A. Titles & Abstracts of working papers by social scientists actively engaged in research will be considered for inclusion in the Newsletter, provided they meet these criteria:

 

  1. Papers must be scientific in nature.
  2. Papers must not use inappropriate or discriminatory language.
  3. Papers must address a topic related to economic sociology, work, occupations, professions, or organizations.
  4. Papers must be at least 15 double-spaced pages long.
  5. Papers must not have been yet published, although they may have been accepted for publication at a future date.

 

B. The editors reserve the right not to include papers that fail to meet any of the above criteria.

 

C. The papers accepted for inclusion in the Working Paper Series are not refereed. Rather, the role of the editors is to make sure that the criteria under point A above are met.

 

D. Full-length papers should be submitted in Windows Microsoft Word format to: guillen@wharton.upenn.edu. Abstract submissions without the full-length paper will be returned to authors.
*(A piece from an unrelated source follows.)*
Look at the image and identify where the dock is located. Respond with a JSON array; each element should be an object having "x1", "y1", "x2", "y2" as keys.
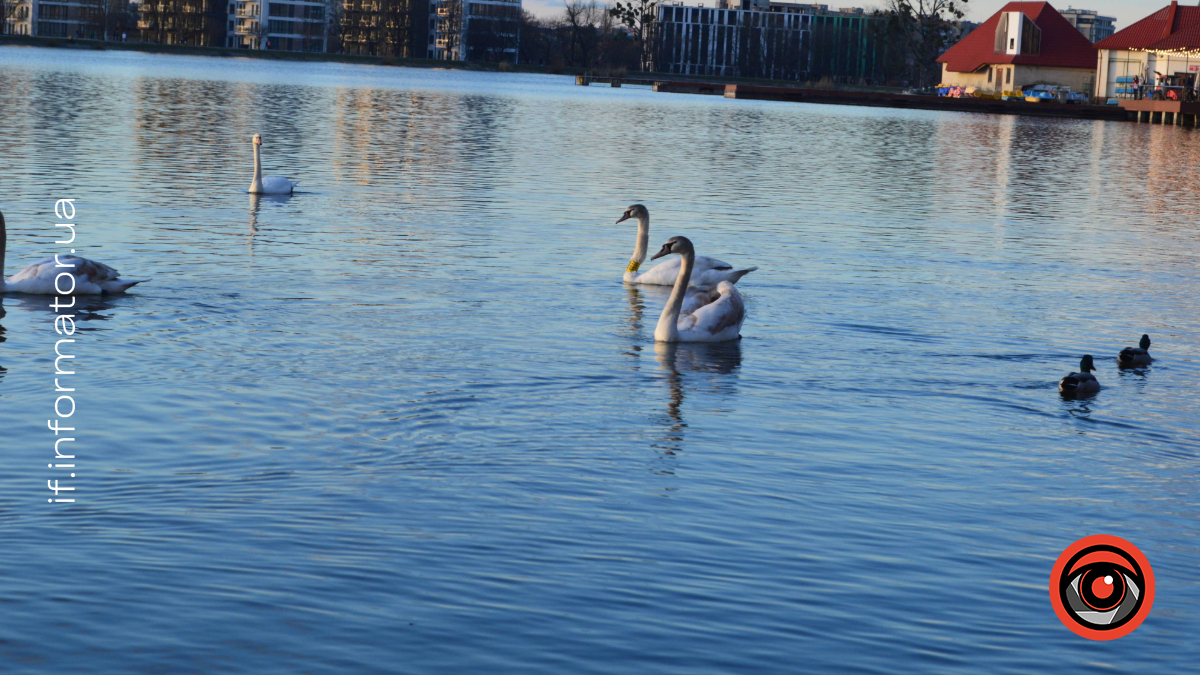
[{"x1": 576, "y1": 76, "x2": 1133, "y2": 121}]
Submissions in formats other than Windows Microsoft Word will be returned to authors.

 

E. Authors of papers accepted for inclusion in the Newsletter are requested to provide:

 

  1. Their institutional affiliation (if any), and an email contact address.
  2. An abstract of the paper not exceeding 250 words, in Windows Microsoft Word format.
  3. A means for people to obtain the full-length paper. These may include: a website or an email address. Non-electronic media of paper distribution will not be accepted.

 

F. Authors must respond to all requests for papers promptly. Failure to make the full-length paper available will result in exclusion of the paper from the Working Paper Series.